You can listen to my latest sermon from Above Bar Church here. The subject is Church: A Community for Mission. It’s a thematic rather than expository sermon, which was interesting for me. The sermon deals with some issues specific to Above Bar but it covers a fairly wide look at what it means to be a community for mission and might be of interest outside of the ABC situation. One thing I look at is the issue of missionary call, which I am convinced is a community function rather than an individual one. The more I think of it, the more I’m convinced that one of the biggest problems facing the Western Church is the way that we have swallowed the idea of individualism hook, line and sinker. Unfortunately, when we try and deal with individualism, we often seem to replace it with a fairly structured institutionalism, which is a long way from the Biblical picture of fellowship.

On a similar theme I came across a fascinating quote in These Three Are One: Practice of Trinitarian Theology (Challenges in Contemporary Theology). I suspect that it might sound strange or even offensive to some, but personally, I think that it is spot on. I’d be interested in your comments.

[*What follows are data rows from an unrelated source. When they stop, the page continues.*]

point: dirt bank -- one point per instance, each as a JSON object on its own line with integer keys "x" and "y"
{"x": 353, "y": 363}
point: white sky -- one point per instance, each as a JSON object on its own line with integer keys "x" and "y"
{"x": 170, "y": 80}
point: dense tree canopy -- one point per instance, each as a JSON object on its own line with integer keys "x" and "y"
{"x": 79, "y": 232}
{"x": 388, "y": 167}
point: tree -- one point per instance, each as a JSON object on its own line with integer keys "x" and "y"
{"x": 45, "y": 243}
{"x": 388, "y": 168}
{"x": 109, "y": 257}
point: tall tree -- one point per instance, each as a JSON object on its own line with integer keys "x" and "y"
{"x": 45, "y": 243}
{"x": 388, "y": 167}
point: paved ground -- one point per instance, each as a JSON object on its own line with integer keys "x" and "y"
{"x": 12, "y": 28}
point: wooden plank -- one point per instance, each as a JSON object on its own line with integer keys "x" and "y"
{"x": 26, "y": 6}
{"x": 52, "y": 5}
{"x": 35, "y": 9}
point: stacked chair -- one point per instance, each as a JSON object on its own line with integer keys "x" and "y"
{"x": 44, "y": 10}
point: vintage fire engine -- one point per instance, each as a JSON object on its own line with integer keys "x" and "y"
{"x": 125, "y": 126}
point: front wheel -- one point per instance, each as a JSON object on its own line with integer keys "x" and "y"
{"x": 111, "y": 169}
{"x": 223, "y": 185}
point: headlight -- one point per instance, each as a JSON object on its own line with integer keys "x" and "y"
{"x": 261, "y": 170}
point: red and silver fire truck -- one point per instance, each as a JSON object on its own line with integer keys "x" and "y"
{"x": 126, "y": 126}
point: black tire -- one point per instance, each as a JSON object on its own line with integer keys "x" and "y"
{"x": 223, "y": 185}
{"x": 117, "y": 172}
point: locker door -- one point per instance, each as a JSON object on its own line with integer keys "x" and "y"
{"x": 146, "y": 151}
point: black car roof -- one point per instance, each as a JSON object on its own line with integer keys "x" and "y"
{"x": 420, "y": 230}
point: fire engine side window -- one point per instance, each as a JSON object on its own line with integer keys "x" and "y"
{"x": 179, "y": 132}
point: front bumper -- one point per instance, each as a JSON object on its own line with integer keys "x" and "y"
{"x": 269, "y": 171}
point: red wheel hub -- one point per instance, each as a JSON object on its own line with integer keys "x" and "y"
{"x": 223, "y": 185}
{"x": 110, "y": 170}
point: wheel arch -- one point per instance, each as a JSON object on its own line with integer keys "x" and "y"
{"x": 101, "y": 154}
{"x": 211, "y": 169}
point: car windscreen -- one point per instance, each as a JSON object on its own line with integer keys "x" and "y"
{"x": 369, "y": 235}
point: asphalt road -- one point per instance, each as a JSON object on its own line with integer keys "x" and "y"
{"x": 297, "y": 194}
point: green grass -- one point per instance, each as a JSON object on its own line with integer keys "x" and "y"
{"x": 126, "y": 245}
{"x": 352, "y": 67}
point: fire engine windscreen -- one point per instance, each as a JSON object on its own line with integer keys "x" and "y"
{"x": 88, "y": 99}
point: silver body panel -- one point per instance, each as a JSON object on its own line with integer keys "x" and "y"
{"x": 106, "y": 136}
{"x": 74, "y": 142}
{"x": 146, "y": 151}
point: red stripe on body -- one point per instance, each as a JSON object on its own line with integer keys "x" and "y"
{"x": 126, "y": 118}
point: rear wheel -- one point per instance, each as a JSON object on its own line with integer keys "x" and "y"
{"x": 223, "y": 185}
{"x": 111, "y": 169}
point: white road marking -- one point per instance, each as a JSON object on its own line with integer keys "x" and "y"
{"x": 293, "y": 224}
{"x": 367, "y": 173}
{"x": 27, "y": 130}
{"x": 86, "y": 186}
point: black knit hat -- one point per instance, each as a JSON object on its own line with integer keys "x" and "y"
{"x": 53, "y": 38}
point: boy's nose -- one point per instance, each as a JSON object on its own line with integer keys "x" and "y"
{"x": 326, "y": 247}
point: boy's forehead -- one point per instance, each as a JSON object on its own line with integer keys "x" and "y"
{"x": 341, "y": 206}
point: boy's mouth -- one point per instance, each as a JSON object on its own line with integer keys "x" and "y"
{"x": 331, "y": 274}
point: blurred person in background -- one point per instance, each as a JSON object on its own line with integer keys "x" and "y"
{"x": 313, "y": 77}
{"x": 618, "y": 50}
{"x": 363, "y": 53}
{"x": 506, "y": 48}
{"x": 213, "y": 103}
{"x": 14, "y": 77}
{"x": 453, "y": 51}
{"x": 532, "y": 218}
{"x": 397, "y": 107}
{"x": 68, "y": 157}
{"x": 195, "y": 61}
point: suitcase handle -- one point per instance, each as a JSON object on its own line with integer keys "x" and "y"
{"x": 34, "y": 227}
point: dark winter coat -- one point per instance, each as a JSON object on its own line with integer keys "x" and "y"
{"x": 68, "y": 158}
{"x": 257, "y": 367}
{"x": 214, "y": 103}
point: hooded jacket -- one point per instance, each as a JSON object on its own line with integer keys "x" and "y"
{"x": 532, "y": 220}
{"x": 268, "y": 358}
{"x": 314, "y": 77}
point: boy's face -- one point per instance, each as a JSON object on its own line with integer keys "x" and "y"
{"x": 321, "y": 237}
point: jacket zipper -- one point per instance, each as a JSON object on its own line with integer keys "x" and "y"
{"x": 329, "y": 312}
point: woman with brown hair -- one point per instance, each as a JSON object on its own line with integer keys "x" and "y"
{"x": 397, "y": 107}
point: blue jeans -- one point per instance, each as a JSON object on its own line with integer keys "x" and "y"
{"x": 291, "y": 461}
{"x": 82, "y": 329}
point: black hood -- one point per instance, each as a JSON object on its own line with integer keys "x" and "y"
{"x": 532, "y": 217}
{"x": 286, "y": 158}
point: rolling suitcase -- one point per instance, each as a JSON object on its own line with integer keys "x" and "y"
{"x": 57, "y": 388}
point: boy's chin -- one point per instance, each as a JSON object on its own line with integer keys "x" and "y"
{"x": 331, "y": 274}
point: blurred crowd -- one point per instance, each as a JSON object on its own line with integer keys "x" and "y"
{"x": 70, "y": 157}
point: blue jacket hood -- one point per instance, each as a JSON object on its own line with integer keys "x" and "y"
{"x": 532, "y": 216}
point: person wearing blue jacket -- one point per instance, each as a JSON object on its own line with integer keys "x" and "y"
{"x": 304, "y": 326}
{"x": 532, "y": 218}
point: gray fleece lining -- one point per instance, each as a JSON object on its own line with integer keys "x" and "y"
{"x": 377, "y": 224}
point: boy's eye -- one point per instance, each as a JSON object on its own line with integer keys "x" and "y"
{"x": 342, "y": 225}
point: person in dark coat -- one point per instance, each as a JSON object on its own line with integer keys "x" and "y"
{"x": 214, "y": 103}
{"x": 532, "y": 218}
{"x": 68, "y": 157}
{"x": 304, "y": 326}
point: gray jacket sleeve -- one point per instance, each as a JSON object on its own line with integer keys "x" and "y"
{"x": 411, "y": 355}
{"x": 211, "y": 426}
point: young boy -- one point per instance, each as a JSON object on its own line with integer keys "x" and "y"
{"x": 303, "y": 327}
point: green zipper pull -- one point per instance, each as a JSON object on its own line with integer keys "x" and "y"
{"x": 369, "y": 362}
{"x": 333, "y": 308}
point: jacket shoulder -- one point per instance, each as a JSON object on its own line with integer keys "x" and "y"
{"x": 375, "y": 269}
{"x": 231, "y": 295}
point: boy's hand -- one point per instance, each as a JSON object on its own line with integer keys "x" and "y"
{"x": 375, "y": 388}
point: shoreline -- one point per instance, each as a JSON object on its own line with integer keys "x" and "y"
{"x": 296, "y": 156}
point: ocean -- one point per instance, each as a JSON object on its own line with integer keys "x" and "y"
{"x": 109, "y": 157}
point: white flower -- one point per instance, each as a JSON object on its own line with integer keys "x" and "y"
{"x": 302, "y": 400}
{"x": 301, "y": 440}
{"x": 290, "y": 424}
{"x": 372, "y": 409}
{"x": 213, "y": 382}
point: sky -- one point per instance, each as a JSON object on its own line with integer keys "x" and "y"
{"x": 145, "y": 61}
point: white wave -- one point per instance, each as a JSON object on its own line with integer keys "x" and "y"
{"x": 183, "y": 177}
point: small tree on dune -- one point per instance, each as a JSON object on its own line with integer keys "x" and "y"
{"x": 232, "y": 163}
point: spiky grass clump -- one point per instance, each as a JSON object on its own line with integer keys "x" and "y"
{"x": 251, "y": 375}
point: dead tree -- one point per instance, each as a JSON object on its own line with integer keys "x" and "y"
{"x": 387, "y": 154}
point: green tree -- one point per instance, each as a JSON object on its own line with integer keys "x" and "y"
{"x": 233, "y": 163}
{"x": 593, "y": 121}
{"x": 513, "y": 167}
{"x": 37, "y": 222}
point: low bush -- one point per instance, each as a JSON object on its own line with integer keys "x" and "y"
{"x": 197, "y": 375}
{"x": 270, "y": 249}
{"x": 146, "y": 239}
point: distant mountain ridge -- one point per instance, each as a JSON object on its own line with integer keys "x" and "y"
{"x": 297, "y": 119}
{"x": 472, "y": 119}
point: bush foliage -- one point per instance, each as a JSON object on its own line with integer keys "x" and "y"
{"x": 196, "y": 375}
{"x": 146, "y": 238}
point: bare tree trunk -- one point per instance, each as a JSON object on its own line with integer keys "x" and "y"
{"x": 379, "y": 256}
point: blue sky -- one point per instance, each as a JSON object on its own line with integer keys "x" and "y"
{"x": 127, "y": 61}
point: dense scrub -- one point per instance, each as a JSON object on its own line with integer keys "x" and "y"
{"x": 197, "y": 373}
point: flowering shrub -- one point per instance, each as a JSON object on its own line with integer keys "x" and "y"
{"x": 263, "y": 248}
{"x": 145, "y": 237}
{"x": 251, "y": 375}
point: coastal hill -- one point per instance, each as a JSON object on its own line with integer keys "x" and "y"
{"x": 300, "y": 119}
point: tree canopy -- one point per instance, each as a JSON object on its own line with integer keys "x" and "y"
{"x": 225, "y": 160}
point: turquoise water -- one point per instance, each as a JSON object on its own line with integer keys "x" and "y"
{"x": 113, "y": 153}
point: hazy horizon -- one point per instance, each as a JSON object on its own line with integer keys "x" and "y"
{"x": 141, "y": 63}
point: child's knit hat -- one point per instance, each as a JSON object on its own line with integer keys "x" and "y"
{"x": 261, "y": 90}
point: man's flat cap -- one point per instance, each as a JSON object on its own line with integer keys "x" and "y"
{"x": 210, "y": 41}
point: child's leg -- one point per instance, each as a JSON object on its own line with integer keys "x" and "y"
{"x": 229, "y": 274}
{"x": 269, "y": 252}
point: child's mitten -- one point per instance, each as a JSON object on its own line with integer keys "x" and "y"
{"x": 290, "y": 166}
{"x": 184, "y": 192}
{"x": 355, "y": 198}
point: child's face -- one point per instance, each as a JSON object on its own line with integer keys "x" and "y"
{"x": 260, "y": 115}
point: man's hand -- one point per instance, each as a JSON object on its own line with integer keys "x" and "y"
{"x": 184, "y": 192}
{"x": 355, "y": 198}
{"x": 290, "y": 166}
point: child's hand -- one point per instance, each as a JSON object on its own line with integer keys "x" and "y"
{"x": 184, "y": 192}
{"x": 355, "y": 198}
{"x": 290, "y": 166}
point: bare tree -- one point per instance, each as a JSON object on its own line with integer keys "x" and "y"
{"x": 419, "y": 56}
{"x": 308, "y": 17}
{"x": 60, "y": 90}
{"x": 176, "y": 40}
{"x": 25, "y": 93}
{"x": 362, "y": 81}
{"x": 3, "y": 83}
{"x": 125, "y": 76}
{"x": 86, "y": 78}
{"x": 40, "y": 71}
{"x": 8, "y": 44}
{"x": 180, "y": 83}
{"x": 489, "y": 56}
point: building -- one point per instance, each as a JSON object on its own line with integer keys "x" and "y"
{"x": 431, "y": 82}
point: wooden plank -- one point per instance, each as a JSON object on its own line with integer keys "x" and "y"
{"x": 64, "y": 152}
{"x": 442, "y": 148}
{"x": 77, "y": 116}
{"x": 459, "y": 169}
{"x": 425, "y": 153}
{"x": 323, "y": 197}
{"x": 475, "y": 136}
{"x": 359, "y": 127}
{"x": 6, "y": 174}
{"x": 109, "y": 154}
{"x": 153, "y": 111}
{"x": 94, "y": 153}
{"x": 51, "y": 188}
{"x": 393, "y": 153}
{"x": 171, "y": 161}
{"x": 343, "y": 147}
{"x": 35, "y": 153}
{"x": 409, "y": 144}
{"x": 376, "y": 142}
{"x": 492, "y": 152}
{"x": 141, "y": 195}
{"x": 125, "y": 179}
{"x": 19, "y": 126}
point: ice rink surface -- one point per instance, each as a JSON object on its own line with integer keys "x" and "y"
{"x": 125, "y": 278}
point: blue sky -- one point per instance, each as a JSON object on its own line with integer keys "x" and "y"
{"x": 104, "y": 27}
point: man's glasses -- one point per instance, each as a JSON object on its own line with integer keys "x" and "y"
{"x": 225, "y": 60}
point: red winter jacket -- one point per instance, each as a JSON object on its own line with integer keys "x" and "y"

“Every reading of the biblical text is an ecclesial reading, in which the reader is never a solitary individual but is formed in particular virtues and animated by the life of the reading community. And Christians are confident in such readings precisely to the extent that they believe the Spirit to be at work in the communities that offer the particular interpretation. Even Luther’s clarion call to sola scriptura was made with this awareness; he recoiled in horror at (what he saw as) churchless reading of the Bible among some of the Radical Reformers. Today, we have often uncritically assumed that a solitary individual could, quite apart from communal formation, pick up the biblical text and suddenly be brought into a profound relationship with God. Such hermeneutical isolationism, though sometimes attributed to the reformation, might be better understood as the product of Enlightenment individualism.”

6 replies on “Thoughts on Christian Community”

Recognizing the Holy Spirit’s indwelling of the church as well as the individual will help us greatly provided we don’t forget that churches are also fallible.
I would somewhat take issue with Cunningham however. Whilst I agree that most reading of scripture is Ecclesial, I do personally know at least one former Muslim who came to faith through reading a Bible in his local library.

I agree that the commment about an ecclesial hermeneutic is spot-on. The challenge is knowing which traditions to listen to within the church. If we listen only to our local congregation, we may be led widely astray in reading parts of the Word. Even if we listen to broader voices–a denominational or wider (say, Reformed or Roman Catholic) reading, then we still are limited to the biases of our own kind within the church.

Is it possible for our reading to be informed by all the church through time? I wonder, but I’m trying.

This living in a culture where community is all has made me question how much of that is cultural and how much Scriptural.

In short, I have seen the sins of both sides.

Paul, your story could be multiplied probably hundreds of times over in Muslim majority countries where Bibles get into circulation, and that’s just the people that Christians get to hear about, not those who keep their new faith secret out of fear or simply never meet any other Christians. I can agree that this is not the ideal way to read Scripture, but no one can claim that it is not a way in which anyone does read it, and I hope not that it is an invalid way.

One of the wonderful things about or God is the way that he breaks the rules! I would still hold that the statement is correct, but that a sovereign, communicating God is able to step out of these boundaries and do things his own way.

I don’t think that it is invalid for people to read Scripture on their own, but I would hold that we only really get the best out of Scripture when we understand and meditate upon in company with other believers and within a faith tradition.